General characteristics
- Class & type: KR (NV)
- Tonnage: 94,511 gt; 99,000 DWT;
- Length: 339 m (1,112 ft)
- Beam: 46 m (151 ft)
- Draught: 15 m (49 ft)
- Depth: 25 m (82 ft)
- Decks: 1
- Installed power: 80,111kW (108,919hp)
- Propulsion: 1 oil engine
- Speed: 27.5kn
- Capacity: 8,600 TEU

= Hyundai Brave =

Container ship built in 2008

The Hyundai Brave is a container ship built by Hyundai Heavy Industries Co Ltd, owned by KSF 10 International SA and operated by Hyundai Merchant Marine Co Ltd (HMM). This ship is registered in Panama.

==Hull and engine==
The Hyundai Brave was built by Hyundai Heavy Industries Co Ltd in yard 1810 and was completed in January 2008. This ship is a fully cellular container ship with a total of 8,566 TEU carrying capacity. The ship is 334m in total length, 46m across the beam, 15m in draught, and 25m in depth. This container ship has only one deck.

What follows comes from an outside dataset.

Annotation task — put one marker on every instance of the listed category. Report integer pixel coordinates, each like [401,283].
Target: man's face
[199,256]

The Hyundai Brave is powered by a Wärtsilä engine, producing a total power of 80,111 kW (108,919 hp) driving one propeller, and is capable is traveling at 27.5 kn. The engine is a 2 stroke, 14 cylinder engine and utilizes four 3,300 kW auxiliary generators. This powerful engine was built by Hyundai Heavy Industries Co Ltd in South Korea. The largest diesel engine in the world, a MAN B&W
K98MCC 14-cylinder, rated at 80.1 MW, powers the ship at speeds of up to 27 kn.

==News==
In 2008 the Hyundai Brave was the first new ship added to the Hyundai Merchant Marine to serve in the French Asia Line. It was estimated to transfer 155 containers per hour from dock to ship. Just in 2011 alone the Hyundai Brave was in over 100 different ports.